Share

5. Teman Menyesatkan

Satrio menekan klakson dan tak lama kemudian gerbang tinggi di depannya terbuka. Segera dia mengemudikan mobilnya masuk dan berhenti di belakang mobil kecil berwarna hitam. Keluar dari mobil dengan membawa kantong plastik berisi buah-buahan, dia berjalan menaiki teras. Belum sempat menekan bel, pintu terbuka dan muncullah Minah, ART yang bekerja di rumah Alfredo dengan Ale mengekorinya.

"Om Sat!" seru Ale yang langsung melompat ke pelukannya. Beruntung Satrio sudah memberikan kantong plastiknya pada Minah atau benda itu akan terjatuh karena dia memilih untuk menyambut terjangan Ale.

"Kencang banget lompatnya, Boy," kata Satrio. "Kalau Om Sat nggak bisa nangkap kamu gimana?" tanyanya sambil menggendong Ale masuk rumah.

Ale memeluk leher Satrio erat. "Paling-paling kita jatuh, nggak sakit, sih, akunya. Kan nimpa Om Sat," celoteh Ale lugu.

Seperti biasa, Satrio akan berubah seperti bocah jika bertemu dengan Ale. Keduanya terkikik ketika memasuki ruang tengah dan menemukan Raphael beserta istrinya.

"Mas Sat, ke sini nggak ngajak istrinya. Nggak mau ngenalin ke kita, ya? Kamu umpetin terus biar apa?" Athena memberondongnya dengan pertanyaan.

Satrio menurunkan Ale dan mebuat bocah itu duduk di sampingnya. "Hei Bayiku, ngomong-ngomong sudah gol belum?" Satrio mengerling ke arah Athena.

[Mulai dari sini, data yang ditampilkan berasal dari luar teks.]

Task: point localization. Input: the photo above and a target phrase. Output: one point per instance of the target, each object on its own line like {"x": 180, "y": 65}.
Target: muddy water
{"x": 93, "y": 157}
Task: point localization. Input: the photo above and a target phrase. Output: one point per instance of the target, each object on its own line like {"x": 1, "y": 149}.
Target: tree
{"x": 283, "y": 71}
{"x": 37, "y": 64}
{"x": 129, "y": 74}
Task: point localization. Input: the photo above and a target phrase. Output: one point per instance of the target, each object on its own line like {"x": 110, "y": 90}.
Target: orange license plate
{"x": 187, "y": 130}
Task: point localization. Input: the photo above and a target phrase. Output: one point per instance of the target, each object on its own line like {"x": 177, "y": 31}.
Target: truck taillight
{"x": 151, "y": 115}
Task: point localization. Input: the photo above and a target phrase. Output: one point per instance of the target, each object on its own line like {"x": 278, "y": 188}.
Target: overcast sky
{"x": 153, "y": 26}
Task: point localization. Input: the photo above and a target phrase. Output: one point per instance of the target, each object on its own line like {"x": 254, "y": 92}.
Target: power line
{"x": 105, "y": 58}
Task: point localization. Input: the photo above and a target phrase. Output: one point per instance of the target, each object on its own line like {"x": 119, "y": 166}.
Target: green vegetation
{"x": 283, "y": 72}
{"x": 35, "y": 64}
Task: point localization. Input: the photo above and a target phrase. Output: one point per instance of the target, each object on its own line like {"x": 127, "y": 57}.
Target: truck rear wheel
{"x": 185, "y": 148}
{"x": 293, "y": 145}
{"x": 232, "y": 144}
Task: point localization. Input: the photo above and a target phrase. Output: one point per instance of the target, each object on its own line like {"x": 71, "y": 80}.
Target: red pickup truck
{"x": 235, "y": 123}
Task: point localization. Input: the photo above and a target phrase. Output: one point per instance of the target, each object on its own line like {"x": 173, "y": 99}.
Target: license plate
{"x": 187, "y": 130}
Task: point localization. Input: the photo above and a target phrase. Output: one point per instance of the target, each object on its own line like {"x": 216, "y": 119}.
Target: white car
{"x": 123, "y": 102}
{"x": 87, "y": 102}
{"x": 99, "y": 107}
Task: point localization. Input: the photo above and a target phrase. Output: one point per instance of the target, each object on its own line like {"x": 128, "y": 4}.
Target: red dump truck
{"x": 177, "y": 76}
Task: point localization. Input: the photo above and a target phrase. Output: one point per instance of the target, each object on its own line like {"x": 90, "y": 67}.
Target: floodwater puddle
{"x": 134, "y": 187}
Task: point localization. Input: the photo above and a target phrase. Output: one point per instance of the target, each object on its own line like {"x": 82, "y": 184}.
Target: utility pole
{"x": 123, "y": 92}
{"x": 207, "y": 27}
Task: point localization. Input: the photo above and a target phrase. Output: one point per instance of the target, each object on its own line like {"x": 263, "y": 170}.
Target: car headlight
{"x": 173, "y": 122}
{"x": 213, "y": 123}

"Main sepak bola, Om Sat?" Ale bertanya dari sebelah Satrio.

"Nah, loh ...."

"Diam, Bayi!" Satrio sedikit keki pada Athena.

"Om Sat ... kenapa tante dipanggil bayi? Kan yang bayi adek Vito?"

Melihat seringaian Athena yang semakin lebar, Satrio benar-benar merasa jengkel dan rasanya ingin menjitak kepala cantik itu saking gemasnya.

"Jangan bilang kalau kamu mau menjitak istriku." Raphael membaca pikiran Satrio dengan tepat.

Satrio tertawa kencang ketika mengingat bahwa seluruh pikiran konyolnya selalu dibaca Raphael dengan tepat. Dia sendiri heran bagaimana pria pendiam seperti Raphael bisa begitu peka pada situasi-situasi tertentu.

"Kenapa tertawa kalian keras sekali? Mau diusir gara-gara mengganggu istirahat Vito?" Alfredo datang dan langsung bertanya dengan nada menyebalkan.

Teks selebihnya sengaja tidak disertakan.